¹ *Assistant Professor, Department of CS & IT, Kalinga University, Raipur, India
² Assistant Professor, Department of CS & IT, Kalinga University, Raipur, India

^* Corresponding author: ku.AdilRaja@kalingauniversity.ac.in

Abstract

Potentially game-changing innovations include fundamentally novel photovoltaic materials that effectively convert solar energy into usable form via their one-of-a-kind chemical structures and combinations, inexpensive preparation, and laser-targeted chemistry modification. This research presents a stringent methodology for enhancing the Power Conversion Efficiency (PCE) of perovskite cells. Sharing a brilliant idea with the audience is one thing, but for everyone else, it’s just another piece of the puzzle. The PCE equation, the correctly adapted equation for the absorption of solar radiation connected to the individual and cumulative prism approach, and the estimation of the Shockley-Queisser limit are all utilized in system performance modelling, as are certain detailed traditional methods. The practical results have shown that the predicted theory is useful for making sure these numbers are correct.

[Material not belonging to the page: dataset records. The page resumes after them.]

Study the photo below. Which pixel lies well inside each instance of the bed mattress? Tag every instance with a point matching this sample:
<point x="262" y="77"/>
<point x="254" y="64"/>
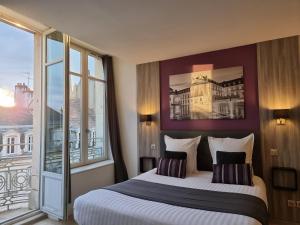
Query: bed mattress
<point x="104" y="207"/>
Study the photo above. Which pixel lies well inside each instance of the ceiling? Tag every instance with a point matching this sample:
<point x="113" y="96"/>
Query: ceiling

It has been shown in this paper that bandgap engineering of perovskite materials can reach a maximum PCE of 25% at 1.35 eV, and this has been confirmed by testing and modeling. Consistent with theoretical Shockley-Queisser limitations, the results outperform those of traditional silicon cells. To further maximize long-term performance, future work will concentrate on improving device stability, making manufacturing more scalable, and including degradation effects under environmental stress. One technique they will propose is developing reasonable and validated models of perovskite cells and linking them to the rest of the high PCE economic solar cell component.